It was a blistering hot afternoon when I watched the DVD of Flow. Before starting the film, I strolled to the kitchen, and, with the touch of a button on the front of my refrigerator, filled a mug with ice cubes and cool, clear water, then sauntered down the hallway to settle in front of my computer.
I’d heard some positive buzz about the film, but was I looking forward to watching it? Not one bit. Because I was quite certain that while a beautiful day was happening outside, I’d be inside watching bad news. And in seven years of working at Earth Island Journal, I’ve had enough bad news pour across my desk to last me a lifetime: The depressing litany of environmental and social injustices never seems to end. Frankly, it’s hard not to become immune to it. I still want to care about what’s going on around the planet, but if I allowed myself to feel pain every time I heard more terrible news, I think I’d just go to bed and never get out.
So I hit “play,” knowing that whatever awaited me in Flow would be just another drop in the bottomless bucket of bad news. The movie neither disappointed nor surprised me initially. Within the first few minutes of the film, I heard how rocket fuel and pharmaceuticals are contaminating our drinking supplies, how many children die in the world each year because they don’t have access to clean drinking water, how the EPA continues to allow atrazine to be sprayed on our crops, even though countries all across Europe have banned its use. I jotted a few notes, took another sip of water, and continued to stare at the screen.
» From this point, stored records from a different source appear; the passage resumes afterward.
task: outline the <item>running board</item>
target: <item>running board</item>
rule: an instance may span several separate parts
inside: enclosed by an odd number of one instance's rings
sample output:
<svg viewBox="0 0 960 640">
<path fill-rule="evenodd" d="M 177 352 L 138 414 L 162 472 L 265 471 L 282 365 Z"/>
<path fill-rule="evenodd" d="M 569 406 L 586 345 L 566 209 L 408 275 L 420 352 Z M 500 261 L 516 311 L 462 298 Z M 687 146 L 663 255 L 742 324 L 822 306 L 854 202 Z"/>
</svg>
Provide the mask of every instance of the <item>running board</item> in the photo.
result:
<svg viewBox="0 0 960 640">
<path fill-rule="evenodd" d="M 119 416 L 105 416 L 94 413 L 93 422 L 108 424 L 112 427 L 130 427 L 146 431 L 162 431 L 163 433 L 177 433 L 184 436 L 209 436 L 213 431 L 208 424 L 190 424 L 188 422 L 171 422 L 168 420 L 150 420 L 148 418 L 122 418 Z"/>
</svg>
But somewhere along the way, Flow hit me and hit me hard, and soon tears were streaming down. I can’t tell you what made me turn into Farrah Faucet. Maybe it was the image of a little girl in South Africa struggling to balance a bucket of water on her head – water that most likely contained enough bacteria to kill her. Or perhaps it was the superior attitude of water company executives – smug men in expensive suits, looking for ways to squeeze a few more pennies worth of profit out of people who live in tin shanties and can barely afford to eat. Then again, it could easily have been the very notion that water that pours down freely from the skies can be seen as anyone’s property – that greedy individuals who live in comfortable houses and know no physical hardships can be so obsessed with their own power as to charge other members of their own species for the privilege of access to something as essential as water.
But I hope that what caused my tears was none of these powerful moments so deftly presented in the film. I hope that my tears were really ones of hope and optimism, not of resignation and defeat. Because along with Flow’s depressingly bleak footage of hardship and struggle, there are also beautiful and inspiring moments of resolve and purposefulness, of ordinary people who are willing to battle for what they know are their rights, who refuse to accept that their lives can be diminished by some foreign company’s shortsighted greed.
Flow may not hit you the same way that it hit me. Maybe your points of vulnerability are very different from mine. But whatever your reaction, it best not be one of complete indifference, for the need for access to clean water binds every living being on this planet. And although you may now enjoy push-button access to clean water, that soon might not be the case. As we pointed out in the last issue of the Journal, even North Americans are facing serious threats of water shortages. Before the well runs dry, watch this film. With its cleverly integration of old film footage, interviews with well-respected activists such as Maude Barlow and Vandana Shiva, and footage of emerging activists who are stepping up to fight this all-important battle, Flow is among the very best films you’ll find on this topic. Drink it in.